La llamaron la generación X. Quienes nacieron a caballo de los años setenta son los primeros hijos del bienestar. El mundo estaba a sus pies. Pocos conocieron la opulencia desde el principio, pero casi todos tuvieron, entre otras muchas certezas, la de ir a la Universidad. No les hacía falta salir del pueblo, porque eran urbanos. Fueron los primeros que intentaron aprender inglés y viajaron en low-cost, mientras pasaban sin darse ni cuenta de las máquinas de marcianos a internet. No vivieron el franquismo, que era cosa de sus padres y sus hermanos mayores. No tenían que liberarse de casi nada, salvo de sus propias ilusiones. Tenían todo lo necesario para imaginar un futuro sin conquistas ni límites. Y no había prisa por alcanzarlo. De ellos se decía que eran jóvenes sin ideales, que se negaban a crecer, pero no por pereza o falta de ambición. No tenían motivos para no darle tiempo al tiempo. Al cabo de pocos años los más afortunados habían dado el pelotazo. La verdad es que la inmensa mayoría no tuvo e sa suerte.
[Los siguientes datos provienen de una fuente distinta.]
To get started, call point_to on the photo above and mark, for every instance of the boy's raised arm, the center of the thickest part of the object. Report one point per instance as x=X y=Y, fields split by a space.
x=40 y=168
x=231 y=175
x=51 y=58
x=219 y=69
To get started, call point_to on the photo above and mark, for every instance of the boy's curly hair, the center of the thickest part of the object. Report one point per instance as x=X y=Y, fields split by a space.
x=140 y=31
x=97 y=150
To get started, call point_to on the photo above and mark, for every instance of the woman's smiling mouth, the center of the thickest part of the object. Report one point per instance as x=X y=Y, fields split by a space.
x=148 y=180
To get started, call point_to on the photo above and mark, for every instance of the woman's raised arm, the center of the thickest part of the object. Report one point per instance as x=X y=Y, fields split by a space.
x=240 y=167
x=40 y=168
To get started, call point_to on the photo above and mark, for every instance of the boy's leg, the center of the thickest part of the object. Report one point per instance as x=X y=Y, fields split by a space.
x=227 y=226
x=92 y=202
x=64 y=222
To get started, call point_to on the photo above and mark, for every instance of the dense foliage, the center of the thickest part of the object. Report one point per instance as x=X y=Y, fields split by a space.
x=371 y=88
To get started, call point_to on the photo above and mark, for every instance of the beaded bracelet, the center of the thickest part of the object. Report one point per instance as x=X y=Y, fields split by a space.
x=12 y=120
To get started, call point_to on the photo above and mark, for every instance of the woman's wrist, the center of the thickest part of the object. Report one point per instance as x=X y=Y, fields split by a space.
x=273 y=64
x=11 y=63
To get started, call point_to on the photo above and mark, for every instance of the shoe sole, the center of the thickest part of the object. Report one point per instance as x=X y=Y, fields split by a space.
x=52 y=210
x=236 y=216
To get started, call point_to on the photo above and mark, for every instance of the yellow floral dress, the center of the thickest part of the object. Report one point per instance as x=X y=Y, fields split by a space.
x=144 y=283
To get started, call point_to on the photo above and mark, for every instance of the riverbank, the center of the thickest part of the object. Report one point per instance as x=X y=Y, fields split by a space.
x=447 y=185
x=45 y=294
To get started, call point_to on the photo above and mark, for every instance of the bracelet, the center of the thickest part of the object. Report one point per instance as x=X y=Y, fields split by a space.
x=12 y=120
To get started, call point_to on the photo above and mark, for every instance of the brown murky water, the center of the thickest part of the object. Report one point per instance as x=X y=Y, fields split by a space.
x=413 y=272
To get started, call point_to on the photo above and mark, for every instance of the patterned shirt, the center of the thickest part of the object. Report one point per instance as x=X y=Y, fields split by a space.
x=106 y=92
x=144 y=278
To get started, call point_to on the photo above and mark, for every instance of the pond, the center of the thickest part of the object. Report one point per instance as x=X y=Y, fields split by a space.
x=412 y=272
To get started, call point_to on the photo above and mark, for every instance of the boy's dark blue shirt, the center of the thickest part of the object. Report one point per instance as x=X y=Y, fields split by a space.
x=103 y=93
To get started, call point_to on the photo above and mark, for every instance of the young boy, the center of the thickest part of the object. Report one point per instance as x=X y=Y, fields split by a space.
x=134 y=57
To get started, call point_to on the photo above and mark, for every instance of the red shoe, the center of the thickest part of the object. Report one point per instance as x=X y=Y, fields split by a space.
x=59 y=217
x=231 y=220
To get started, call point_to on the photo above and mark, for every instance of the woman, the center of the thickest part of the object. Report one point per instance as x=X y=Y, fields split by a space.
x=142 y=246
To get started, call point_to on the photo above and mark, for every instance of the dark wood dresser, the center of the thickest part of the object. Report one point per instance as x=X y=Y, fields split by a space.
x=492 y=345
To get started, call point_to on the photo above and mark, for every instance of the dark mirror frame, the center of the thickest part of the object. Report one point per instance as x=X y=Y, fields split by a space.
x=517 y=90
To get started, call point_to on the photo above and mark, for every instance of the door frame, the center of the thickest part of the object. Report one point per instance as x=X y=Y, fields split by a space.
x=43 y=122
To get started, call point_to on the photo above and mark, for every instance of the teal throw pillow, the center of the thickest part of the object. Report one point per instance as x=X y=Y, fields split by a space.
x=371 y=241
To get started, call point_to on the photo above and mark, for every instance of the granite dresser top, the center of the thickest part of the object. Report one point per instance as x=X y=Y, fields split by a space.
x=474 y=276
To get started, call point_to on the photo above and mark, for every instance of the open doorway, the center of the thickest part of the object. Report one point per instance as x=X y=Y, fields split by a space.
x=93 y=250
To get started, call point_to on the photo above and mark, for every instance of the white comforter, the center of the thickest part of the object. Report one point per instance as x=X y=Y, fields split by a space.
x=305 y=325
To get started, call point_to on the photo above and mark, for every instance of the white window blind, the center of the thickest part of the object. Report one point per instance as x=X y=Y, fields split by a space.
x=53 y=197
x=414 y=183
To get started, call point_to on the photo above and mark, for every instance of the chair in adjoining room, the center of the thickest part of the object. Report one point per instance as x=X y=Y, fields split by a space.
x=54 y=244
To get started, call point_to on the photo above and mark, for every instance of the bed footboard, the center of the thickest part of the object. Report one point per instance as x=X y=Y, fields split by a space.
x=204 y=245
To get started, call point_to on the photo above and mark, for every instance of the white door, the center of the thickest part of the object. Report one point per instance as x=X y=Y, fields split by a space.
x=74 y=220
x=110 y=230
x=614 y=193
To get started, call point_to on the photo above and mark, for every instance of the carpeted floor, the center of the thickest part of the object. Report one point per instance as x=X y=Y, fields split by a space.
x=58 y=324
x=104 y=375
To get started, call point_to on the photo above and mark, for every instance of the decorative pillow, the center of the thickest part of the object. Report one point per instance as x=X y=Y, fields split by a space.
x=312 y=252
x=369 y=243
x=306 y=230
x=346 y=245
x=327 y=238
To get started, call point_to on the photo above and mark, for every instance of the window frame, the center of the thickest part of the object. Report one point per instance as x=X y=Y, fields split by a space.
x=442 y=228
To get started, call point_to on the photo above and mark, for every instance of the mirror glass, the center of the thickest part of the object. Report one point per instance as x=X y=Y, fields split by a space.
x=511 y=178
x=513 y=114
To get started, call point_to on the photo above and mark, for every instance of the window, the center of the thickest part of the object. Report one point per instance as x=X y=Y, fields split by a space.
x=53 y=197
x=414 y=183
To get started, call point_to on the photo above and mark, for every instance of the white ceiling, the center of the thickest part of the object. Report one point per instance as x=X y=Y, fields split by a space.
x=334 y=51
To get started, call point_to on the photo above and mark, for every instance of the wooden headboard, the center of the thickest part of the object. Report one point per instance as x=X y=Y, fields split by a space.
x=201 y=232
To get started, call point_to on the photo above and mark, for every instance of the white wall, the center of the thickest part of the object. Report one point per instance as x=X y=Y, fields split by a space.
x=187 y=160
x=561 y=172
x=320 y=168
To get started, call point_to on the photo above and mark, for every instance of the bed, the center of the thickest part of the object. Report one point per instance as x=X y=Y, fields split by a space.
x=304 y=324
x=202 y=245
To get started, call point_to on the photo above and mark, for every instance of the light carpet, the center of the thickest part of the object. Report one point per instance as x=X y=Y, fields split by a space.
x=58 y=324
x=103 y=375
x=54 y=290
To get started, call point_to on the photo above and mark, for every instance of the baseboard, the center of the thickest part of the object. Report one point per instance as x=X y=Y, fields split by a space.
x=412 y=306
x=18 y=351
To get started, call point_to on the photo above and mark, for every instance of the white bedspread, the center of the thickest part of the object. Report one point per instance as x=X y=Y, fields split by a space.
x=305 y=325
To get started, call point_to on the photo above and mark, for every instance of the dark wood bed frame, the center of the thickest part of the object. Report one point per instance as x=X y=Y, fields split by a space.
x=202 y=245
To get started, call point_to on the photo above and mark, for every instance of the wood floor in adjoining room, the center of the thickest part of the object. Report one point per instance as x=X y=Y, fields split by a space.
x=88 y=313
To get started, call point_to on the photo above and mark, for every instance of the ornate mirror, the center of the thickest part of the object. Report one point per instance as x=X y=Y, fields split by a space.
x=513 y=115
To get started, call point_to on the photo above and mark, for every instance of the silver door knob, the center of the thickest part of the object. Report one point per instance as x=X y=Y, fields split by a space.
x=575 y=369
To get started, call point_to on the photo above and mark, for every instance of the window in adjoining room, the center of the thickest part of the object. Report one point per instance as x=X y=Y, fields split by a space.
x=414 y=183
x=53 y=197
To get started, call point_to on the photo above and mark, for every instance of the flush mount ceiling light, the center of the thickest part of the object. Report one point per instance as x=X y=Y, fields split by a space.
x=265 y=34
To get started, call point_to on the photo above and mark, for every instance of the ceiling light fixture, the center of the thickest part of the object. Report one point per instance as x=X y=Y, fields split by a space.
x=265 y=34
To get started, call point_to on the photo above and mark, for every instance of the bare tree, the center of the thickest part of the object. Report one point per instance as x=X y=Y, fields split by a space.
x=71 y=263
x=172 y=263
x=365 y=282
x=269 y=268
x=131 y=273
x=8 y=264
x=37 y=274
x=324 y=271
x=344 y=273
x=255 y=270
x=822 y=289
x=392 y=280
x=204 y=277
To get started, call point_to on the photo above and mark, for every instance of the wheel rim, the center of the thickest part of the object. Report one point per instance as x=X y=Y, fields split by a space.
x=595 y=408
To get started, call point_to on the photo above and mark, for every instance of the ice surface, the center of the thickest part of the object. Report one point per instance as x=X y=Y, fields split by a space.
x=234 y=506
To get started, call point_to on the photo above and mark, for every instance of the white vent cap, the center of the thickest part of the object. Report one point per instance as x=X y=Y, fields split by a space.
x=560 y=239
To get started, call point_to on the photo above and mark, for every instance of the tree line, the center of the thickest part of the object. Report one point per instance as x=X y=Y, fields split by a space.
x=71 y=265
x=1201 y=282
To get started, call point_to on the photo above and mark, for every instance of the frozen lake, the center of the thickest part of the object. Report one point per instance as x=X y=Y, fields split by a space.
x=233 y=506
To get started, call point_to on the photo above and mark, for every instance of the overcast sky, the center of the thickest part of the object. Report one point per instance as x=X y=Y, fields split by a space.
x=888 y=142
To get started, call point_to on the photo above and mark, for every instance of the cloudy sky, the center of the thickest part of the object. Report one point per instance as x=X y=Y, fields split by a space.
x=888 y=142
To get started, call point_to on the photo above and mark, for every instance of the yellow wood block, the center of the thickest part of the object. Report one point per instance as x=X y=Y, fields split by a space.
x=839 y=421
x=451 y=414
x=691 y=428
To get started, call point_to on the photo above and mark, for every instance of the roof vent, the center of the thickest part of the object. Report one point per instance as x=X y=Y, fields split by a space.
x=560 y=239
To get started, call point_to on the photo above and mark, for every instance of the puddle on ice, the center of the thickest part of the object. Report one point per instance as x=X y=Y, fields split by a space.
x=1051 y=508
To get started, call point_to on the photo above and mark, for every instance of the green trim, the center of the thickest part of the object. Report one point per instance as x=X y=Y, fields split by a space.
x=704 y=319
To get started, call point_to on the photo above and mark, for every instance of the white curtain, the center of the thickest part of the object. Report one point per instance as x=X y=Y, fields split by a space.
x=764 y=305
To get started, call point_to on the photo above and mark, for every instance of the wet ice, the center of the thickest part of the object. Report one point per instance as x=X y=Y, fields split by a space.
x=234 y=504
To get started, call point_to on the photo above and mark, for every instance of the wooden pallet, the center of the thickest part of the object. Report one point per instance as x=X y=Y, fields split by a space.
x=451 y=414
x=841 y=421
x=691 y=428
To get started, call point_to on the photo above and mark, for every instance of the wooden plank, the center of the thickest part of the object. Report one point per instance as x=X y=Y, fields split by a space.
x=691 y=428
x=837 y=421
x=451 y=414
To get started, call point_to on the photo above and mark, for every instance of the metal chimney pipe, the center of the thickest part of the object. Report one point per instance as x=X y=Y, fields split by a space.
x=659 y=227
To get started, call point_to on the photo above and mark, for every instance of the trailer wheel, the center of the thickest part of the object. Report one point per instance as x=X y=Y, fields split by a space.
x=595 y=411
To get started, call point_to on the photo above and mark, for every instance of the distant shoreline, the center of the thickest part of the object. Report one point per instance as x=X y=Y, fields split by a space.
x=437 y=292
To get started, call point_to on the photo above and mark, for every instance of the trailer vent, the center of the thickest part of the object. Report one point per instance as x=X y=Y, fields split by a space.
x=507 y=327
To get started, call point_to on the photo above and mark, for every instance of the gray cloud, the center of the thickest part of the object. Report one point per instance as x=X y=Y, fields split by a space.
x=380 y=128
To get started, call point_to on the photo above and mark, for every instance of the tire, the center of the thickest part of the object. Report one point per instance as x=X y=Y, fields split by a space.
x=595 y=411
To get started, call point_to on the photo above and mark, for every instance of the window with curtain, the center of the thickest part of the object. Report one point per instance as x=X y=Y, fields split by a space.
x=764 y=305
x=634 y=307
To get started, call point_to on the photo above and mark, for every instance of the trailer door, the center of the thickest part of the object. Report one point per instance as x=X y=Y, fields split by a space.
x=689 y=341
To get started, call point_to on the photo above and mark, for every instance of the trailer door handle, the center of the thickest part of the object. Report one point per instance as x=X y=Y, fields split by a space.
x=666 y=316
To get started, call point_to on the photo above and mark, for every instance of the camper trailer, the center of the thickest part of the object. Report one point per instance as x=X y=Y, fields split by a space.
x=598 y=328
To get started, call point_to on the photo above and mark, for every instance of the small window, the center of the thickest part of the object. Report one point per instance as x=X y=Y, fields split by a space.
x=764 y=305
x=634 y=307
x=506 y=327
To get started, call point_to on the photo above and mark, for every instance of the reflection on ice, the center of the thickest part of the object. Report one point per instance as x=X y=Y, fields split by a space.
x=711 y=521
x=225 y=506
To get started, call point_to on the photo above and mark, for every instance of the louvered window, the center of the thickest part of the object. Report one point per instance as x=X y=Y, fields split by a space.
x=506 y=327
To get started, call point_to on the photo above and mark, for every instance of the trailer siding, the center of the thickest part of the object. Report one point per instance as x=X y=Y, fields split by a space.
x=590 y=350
Porque eso era cosa de suerte. No contaban ni los méritos, ni el esfuerzo, ni la preparación, ni (sólo) los enchufes. Te podía tocar a ti o a tu vecino, si estabas en el momento justo en el lugar oportuno. Pero bastaba una pequeña diferencia de edad, o ser de esa clase de gente que se conforma con menos, para quedarte fuera. Se suponía que tarde o temprano volvería a pasar el tren. Las diferencias entre los que se habían montado y los que no, con el tiempo, son cada vez mayores. Nadie imaginó que la cosa iba a llegar tan lejos. Los descartados en la lotería de las oportunidades se convirtieron enseguida en gloriosos pioneros de muchas cosas. Para empezar, del mileurismo. Fueron enganchando contratos basura hasta que se hicieron autónomos, de esos que trabajan en sectores productivos externalizados, donde la competencia es despiadada y la inseguridad ley de vida. A punto de que se les pasara el arroz tuvieron un hijo, dos como mucho, pero seguían confiados. Por entonces alguien les había aconsejado que se hipotecaran. No se lo pensaron demasiado. Ahora les ha pillado la crisis y les quedan varias décadas por delante para seguir pagando. Ni siquiera saben a qué interés. Es verdad que de momento no están en paro, como sus sobrinos un poco más jóvenes, pero estos les llevan una buena ventaja, porque les queda tiempo para vivir de sus padres o del cuento. Pueden esperar a que escampe. No están hipotecados. No tienen críos. Sus vidas no están comprometidas. Eso de las pensiones les queda muy lejos. Por cierto, otro tema escabroso. Ya sabemos que no se van a prejubilar, pero ¿qué pensiones les quedarán a los eternos m uchachos de la generación X?